Constants are wrapped in BytecodeAsssembler Const() nodes:

>>> pe("1")
Const(1)

Names found in the first namespace are mapped to whatever value is in the namespace:

>>> pe("a")
Local('a')

Names found in subsequent namespaces get their values wrapped in Const() nodes:

>>> pe("ExprBuilder")
Const(<...peak.rules.codegen.ExprBuilder...>)

>>> pe("isinstance")
Const(<built-in function isinstance>)

And unfound names produce a compile-time error:

>>> pe("fubar")
Traceback (most recent call last):
  ...
NameError: fubar

An ExprBuilder object's bindings attribute is a list of dictionaries, mapping names to the desired outputs:

>>> def dumps(dicts):
...     print('[%s]' % ', '.join(['{%s}' % ', '.join([
...         '%r: %r' % item for item in sorted(d.items())
...     ]) for d in dicts ]))

>>> dumps(builder.bindings)
[{}, {'a': Local('a'), 'b': Local('b'), 'c': Local('c'), 'd': Local('d'),
      'e': Local('e'), 'f': Local('f'), 'g': Local('g')},
      {...}, {...}, {...}]

You can add more bindings temporarily with the .push() method, then remove them with .pop():

>>> builder.push({'q': pe('42')})

>>> builder.Name('q')
Const(42)

>>> builder.pop()
{'q': Const(42)}

>>> builder.Name('q')
Traceback (most recent call last):
  ...
NameError: q

If you omit the argument to .push(), it just adds an empty namespace to the bindings:

>>> builder.push()
>>> dumps(builder.bindings)
[{}, {}, {'a': Local('a'), 'b': Local('b'), 'c': Local('c'),
          'd': Local('d'), 'e': Local('e'), 'f': Local('f'),
          'g': Local('g')}, {...}, {...}, {...}]

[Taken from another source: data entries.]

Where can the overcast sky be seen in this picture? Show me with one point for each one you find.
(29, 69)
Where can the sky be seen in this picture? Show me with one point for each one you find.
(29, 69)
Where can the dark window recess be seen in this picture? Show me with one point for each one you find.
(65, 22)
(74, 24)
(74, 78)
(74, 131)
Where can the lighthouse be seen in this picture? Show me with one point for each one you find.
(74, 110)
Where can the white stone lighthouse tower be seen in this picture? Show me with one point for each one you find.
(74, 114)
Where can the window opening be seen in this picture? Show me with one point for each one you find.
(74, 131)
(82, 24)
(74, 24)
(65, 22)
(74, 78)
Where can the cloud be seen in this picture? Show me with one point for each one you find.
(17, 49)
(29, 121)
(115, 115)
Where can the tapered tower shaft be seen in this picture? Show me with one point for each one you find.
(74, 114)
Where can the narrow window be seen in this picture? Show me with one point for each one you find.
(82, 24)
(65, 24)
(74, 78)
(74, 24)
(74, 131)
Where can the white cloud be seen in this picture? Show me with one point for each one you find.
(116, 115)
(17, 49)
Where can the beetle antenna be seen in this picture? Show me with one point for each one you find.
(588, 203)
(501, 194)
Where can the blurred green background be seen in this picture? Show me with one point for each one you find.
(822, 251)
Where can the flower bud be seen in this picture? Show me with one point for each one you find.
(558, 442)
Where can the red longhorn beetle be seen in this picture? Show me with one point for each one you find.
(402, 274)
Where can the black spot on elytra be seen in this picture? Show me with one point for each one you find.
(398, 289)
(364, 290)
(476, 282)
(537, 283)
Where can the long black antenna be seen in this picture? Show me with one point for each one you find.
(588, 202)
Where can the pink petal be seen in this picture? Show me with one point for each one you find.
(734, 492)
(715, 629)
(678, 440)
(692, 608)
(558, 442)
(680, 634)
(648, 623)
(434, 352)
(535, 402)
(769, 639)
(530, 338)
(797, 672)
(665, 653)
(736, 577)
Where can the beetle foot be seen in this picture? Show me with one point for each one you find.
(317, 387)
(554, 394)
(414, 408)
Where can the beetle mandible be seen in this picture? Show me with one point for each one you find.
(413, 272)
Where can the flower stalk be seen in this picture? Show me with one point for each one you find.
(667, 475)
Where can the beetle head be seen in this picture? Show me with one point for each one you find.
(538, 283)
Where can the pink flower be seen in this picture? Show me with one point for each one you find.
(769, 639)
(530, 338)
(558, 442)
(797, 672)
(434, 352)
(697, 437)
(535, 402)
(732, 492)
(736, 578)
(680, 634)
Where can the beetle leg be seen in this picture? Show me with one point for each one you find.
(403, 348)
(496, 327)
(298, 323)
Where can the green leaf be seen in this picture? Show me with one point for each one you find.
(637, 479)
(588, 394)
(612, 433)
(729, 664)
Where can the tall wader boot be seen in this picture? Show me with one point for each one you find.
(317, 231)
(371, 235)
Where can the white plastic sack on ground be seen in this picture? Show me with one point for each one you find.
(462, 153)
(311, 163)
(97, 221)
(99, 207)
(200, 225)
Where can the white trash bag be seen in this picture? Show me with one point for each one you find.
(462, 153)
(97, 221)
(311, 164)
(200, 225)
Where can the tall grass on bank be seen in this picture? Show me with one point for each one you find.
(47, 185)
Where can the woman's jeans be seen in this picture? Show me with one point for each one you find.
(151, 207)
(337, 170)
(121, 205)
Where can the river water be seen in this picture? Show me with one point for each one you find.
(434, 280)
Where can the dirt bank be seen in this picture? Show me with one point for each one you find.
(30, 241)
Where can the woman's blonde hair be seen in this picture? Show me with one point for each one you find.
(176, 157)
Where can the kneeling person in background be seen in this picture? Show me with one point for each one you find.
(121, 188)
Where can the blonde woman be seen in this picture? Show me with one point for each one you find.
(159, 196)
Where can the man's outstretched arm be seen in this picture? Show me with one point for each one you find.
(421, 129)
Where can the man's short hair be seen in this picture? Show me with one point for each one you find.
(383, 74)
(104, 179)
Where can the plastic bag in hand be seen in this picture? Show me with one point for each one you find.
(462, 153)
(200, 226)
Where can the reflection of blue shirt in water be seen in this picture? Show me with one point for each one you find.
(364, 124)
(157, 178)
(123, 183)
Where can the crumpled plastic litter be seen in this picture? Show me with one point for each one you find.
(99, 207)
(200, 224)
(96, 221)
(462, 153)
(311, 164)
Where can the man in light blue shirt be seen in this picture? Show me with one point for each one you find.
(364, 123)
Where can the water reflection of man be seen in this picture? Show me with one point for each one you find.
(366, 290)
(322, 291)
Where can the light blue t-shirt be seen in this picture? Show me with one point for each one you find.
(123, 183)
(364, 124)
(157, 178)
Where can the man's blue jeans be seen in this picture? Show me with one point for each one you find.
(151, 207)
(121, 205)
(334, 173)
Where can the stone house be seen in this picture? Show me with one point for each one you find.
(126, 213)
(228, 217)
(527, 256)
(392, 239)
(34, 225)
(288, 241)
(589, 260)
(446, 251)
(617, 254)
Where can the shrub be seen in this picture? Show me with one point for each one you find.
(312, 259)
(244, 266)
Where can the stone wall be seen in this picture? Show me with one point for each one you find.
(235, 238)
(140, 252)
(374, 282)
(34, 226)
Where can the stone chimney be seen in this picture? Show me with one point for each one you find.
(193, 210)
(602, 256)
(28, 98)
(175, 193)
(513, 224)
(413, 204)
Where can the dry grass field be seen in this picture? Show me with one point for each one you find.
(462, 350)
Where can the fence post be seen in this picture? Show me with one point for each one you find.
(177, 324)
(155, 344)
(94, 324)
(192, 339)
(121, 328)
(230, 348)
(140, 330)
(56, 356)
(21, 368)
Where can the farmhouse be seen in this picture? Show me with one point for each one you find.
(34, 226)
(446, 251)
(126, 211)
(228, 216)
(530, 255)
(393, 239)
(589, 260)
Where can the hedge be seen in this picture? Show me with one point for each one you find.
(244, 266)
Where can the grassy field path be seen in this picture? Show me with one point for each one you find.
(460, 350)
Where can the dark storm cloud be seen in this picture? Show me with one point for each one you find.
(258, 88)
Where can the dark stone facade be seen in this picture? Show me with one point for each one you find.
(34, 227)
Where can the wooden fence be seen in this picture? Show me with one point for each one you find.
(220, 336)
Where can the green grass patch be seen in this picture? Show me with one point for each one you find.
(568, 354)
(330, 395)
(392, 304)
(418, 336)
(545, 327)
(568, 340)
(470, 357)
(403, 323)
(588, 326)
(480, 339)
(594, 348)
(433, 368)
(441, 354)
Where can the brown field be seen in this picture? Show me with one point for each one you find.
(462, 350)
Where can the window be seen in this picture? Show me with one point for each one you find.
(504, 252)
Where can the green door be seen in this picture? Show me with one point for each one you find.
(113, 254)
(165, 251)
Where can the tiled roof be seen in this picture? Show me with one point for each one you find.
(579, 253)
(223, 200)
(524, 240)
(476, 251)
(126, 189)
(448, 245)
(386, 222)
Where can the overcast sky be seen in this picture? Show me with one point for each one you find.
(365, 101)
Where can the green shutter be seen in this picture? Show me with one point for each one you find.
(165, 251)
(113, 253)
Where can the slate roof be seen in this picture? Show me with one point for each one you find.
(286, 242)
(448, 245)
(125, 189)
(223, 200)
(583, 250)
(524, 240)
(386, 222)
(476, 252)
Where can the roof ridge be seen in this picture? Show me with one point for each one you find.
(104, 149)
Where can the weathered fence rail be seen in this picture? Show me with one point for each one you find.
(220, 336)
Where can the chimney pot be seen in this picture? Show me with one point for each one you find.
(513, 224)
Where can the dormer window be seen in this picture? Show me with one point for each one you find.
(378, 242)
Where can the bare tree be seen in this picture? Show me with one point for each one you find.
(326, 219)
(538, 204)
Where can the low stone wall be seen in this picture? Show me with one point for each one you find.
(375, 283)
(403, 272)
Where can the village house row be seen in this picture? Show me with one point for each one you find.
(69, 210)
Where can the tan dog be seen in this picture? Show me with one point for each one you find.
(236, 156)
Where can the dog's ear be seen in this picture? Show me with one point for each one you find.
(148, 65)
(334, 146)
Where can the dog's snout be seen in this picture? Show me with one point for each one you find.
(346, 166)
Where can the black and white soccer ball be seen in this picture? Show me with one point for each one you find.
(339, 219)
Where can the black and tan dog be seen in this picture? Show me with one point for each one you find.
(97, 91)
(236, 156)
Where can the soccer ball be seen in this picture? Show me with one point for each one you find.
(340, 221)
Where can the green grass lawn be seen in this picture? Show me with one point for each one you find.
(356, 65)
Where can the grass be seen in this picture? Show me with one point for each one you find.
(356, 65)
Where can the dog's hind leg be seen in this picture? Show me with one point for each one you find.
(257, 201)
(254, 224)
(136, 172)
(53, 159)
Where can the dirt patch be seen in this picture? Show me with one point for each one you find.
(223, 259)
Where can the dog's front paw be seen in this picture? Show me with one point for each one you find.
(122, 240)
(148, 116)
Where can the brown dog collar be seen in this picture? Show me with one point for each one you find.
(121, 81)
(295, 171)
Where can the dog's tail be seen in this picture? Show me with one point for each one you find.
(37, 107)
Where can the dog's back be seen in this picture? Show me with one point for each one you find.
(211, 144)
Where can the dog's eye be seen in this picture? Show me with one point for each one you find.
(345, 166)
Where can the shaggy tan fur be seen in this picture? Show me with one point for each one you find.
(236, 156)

Which you can then modify using .bind():

>>> builder.bind({'x': pe('99')})
>>> dumps(builder.bindings)
[{'x': Const(99)}, {}, {'a': Local('a'), 'b': Local('b'), 'c': Local('c'),
                        'd': Local('d'), 'e': Local('e'), 'f': Local('f'),
                        'g': Local('g')}, {...}, {...}, {...}]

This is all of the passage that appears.